AI is much the same I think in many ways, and remember the purpose of AI is not just to generate shit art, it is used in medicine, engineering, in research. I think it’s always better when it is a collaboration rather than a replacing of something so fundamentally human.

As for rail, it would have been alarming to be able to travel so fast, even though the first steam trains that carried passengers were really quite slow in modern terms. It would have been frightening. But being able to go to another city and get there within the hour was revolutionary. I don’t think AI can boast that.
 

pmmg

Myth Weaver
I think AI is just going to be the conversation of the future till we are all blue in the face :)


(Also, the comment I made on the Rail Road was more from the perspective of how the Native Indian population might have viewed them. Each new track was more incursion into their land. I am sure many of them had a sick feeling about it).
 

Demesnedenoir

Myth Weaver
And how much can a pair of man-eating lions slow down a rail bridge's construction? heh heh. Building across Africa had to be interesting. On the one hand, the tech wasn't new, but the regions had to present obstacles.
 
I suspect you are saying, the these things had many naysayers, but ultimately, the fears were unwarranted, or drowned out by the positive aspects of what came.
I wasn't trying to give an opinion about the fall-out of said technologies, or about AI. Sorry if I gave that impression. I definitely don't want to turn this into another tread about AI. We've had plenty of those. I was trying to give some ideas of the sort of stuff you could include in your story or world building.

When we look back on the technological changes of the past with a broad view, we tend to only see the long term effects and the positives. We forget that a lot of the same worries keep coming back again and again. We've had a lot of economic cycles which repeat along roughly the same pattern. If you're interested in the topic, search for Schumpeter and Long waves of innovation.

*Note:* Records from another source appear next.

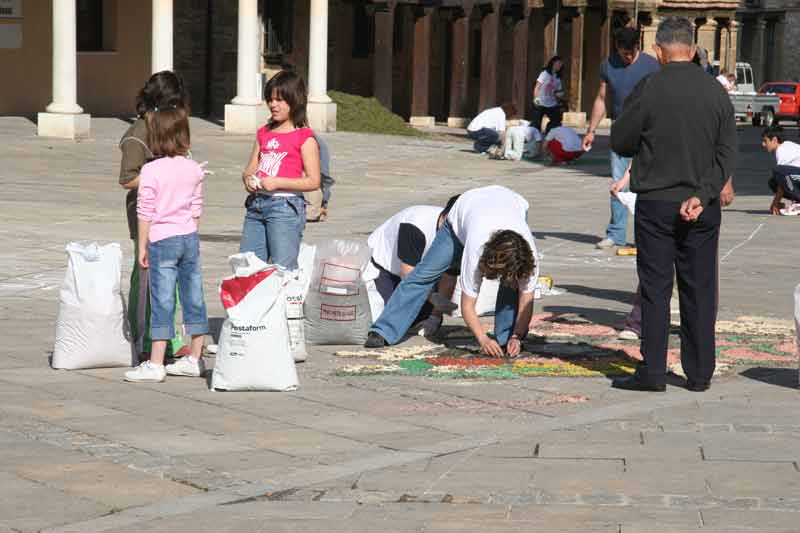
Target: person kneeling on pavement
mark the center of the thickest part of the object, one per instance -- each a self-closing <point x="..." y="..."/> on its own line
<point x="486" y="129"/>
<point x="398" y="245"/>
<point x="487" y="233"/>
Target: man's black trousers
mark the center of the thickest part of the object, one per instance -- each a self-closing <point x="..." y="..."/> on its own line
<point x="666" y="246"/>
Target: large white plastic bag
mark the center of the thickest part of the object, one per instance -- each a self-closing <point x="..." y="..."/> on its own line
<point x="296" y="290"/>
<point x="254" y="352"/>
<point x="91" y="326"/>
<point x="337" y="307"/>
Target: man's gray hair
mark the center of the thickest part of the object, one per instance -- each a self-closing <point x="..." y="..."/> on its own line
<point x="675" y="30"/>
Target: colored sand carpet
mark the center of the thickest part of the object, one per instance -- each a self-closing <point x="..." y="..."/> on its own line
<point x="571" y="346"/>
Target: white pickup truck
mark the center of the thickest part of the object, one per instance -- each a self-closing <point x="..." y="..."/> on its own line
<point x="760" y="109"/>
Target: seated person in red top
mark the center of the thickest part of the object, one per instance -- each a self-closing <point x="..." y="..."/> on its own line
<point x="563" y="145"/>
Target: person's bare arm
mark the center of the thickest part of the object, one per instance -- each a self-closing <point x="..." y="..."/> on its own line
<point x="251" y="168"/>
<point x="310" y="181"/>
<point x="488" y="346"/>
<point x="598" y="113"/>
<point x="524" y="315"/>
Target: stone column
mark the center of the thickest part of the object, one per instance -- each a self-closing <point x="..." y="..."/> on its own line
<point x="706" y="37"/>
<point x="520" y="89"/>
<point x="490" y="43"/>
<point x="733" y="46"/>
<point x="459" y="78"/>
<point x="161" y="36"/>
<point x="757" y="51"/>
<point x="576" y="64"/>
<point x="421" y="69"/>
<point x="649" y="35"/>
<point x="64" y="117"/>
<point x="383" y="65"/>
<point x="321" y="109"/>
<point x="247" y="112"/>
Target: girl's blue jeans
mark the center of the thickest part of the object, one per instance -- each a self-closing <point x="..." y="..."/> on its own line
<point x="273" y="228"/>
<point x="175" y="262"/>
<point x="412" y="293"/>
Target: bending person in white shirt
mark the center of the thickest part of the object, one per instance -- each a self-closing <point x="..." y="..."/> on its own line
<point x="487" y="234"/>
<point x="397" y="246"/>
<point x="486" y="129"/>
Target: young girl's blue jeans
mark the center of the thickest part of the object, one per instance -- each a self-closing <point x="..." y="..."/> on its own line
<point x="402" y="308"/>
<point x="175" y="261"/>
<point x="273" y="228"/>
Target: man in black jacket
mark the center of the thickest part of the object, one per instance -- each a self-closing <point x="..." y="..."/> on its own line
<point x="679" y="126"/>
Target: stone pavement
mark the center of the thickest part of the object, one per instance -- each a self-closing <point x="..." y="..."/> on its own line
<point x="82" y="451"/>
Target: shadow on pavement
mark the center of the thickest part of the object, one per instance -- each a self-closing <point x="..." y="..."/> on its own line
<point x="781" y="377"/>
<point x="582" y="238"/>
<point x="625" y="297"/>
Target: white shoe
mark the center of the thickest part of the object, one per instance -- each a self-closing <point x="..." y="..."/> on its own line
<point x="792" y="211"/>
<point x="186" y="366"/>
<point x="605" y="244"/>
<point x="147" y="372"/>
<point x="628" y="335"/>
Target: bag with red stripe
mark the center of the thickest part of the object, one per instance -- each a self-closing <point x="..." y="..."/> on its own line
<point x="337" y="305"/>
<point x="254" y="351"/>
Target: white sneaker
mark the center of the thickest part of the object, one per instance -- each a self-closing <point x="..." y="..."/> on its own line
<point x="605" y="244"/>
<point x="186" y="366"/>
<point x="628" y="335"/>
<point x="147" y="372"/>
<point x="792" y="211"/>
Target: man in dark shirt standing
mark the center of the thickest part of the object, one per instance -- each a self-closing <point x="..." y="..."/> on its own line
<point x="679" y="126"/>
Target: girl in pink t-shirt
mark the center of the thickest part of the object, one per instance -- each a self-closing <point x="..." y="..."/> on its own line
<point x="284" y="164"/>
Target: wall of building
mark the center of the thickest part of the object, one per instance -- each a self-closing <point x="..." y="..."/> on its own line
<point x="107" y="81"/>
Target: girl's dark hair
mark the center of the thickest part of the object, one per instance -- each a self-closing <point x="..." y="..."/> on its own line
<point x="450" y="203"/>
<point x="168" y="131"/>
<point x="507" y="257"/>
<point x="549" y="66"/>
<point x="163" y="89"/>
<point x="773" y="132"/>
<point x="290" y="87"/>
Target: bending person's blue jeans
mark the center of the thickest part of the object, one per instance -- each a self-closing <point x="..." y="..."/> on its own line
<point x="618" y="224"/>
<point x="484" y="139"/>
<point x="411" y="294"/>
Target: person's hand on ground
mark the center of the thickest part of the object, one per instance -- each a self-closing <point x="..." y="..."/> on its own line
<point x="144" y="260"/>
<point x="616" y="186"/>
<point x="588" y="141"/>
<point x="490" y="347"/>
<point x="430" y="326"/>
<point x="514" y="347"/>
<point x="248" y="184"/>
<point x="691" y="209"/>
<point x="727" y="194"/>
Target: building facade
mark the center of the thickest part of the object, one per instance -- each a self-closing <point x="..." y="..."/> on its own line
<point x="427" y="60"/>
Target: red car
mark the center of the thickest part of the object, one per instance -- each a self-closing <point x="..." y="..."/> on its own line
<point x="789" y="93"/>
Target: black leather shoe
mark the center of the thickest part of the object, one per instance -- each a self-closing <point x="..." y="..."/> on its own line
<point x="698" y="386"/>
<point x="633" y="383"/>
<point x="374" y="340"/>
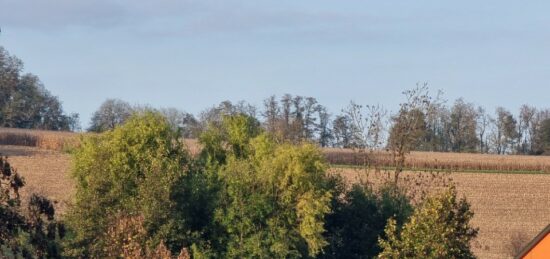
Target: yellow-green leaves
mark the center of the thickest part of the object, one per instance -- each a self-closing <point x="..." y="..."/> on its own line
<point x="129" y="170"/>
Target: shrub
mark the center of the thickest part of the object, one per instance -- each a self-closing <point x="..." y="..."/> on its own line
<point x="31" y="235"/>
<point x="438" y="228"/>
<point x="358" y="218"/>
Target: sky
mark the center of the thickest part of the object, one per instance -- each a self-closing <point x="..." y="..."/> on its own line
<point x="192" y="55"/>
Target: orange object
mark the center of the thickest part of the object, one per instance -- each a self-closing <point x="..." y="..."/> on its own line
<point x="539" y="248"/>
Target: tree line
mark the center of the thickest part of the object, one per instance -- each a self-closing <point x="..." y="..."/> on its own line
<point x="26" y="103"/>
<point x="459" y="127"/>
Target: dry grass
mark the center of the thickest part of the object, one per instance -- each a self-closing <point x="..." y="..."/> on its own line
<point x="510" y="209"/>
<point x="440" y="160"/>
<point x="45" y="172"/>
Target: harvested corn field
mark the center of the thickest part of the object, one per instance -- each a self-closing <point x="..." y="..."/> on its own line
<point x="442" y="161"/>
<point x="510" y="209"/>
<point x="45" y="172"/>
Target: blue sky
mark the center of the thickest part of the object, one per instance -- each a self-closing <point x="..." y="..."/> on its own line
<point x="194" y="54"/>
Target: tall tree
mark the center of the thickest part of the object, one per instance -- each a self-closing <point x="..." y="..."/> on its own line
<point x="111" y="113"/>
<point x="25" y="102"/>
<point x="505" y="132"/>
<point x="463" y="127"/>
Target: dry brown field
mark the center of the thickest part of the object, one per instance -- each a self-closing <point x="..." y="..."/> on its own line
<point x="45" y="172"/>
<point x="509" y="208"/>
<point x="441" y="160"/>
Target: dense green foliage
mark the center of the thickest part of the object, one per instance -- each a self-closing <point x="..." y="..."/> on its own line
<point x="272" y="198"/>
<point x="32" y="233"/>
<point x="134" y="169"/>
<point x="438" y="228"/>
<point x="246" y="195"/>
<point x="25" y="103"/>
<point x="359" y="217"/>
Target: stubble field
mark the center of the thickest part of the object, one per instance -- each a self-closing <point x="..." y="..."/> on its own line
<point x="510" y="209"/>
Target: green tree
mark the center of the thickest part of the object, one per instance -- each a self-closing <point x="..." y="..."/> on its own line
<point x="33" y="233"/>
<point x="111" y="113"/>
<point x="438" y="228"/>
<point x="272" y="198"/>
<point x="359" y="215"/>
<point x="138" y="168"/>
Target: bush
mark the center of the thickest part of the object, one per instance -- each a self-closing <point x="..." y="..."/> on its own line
<point x="438" y="228"/>
<point x="358" y="218"/>
<point x="31" y="235"/>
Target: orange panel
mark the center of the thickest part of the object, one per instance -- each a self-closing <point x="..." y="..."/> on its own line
<point x="541" y="250"/>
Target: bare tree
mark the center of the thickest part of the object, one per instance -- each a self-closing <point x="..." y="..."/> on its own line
<point x="483" y="121"/>
<point x="463" y="126"/>
<point x="409" y="124"/>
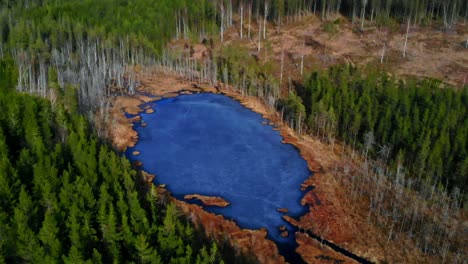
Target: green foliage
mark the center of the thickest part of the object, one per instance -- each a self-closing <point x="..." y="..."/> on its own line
<point x="67" y="198"/>
<point x="424" y="126"/>
<point x="8" y="75"/>
<point x="43" y="25"/>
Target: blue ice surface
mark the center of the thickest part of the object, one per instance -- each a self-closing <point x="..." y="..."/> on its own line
<point x="210" y="144"/>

Railroads are a great example. We see it as glorious, as conquering the wild west, as bringing people together. However, we tend to forget all the worries and issues and societal changes they brought with them. Or we tend to forget that over 4 or so technological revolutions, about 90% of all jobs, most of which were agriculture related, have disappeared in the western world. They were replaced by other jobs, and I'm much happier working my job with a good salary than I probably would have been working hard manual labor on a farm somewhere. But it still sucked if you did work on that farm, and couldn't do anything else, and your job simply disappeared more or less overnight.

It's something you can easily ignore in a story about railroads of course. But if you do want to dig into it, then I think it can add some nice depth and conflict to the story.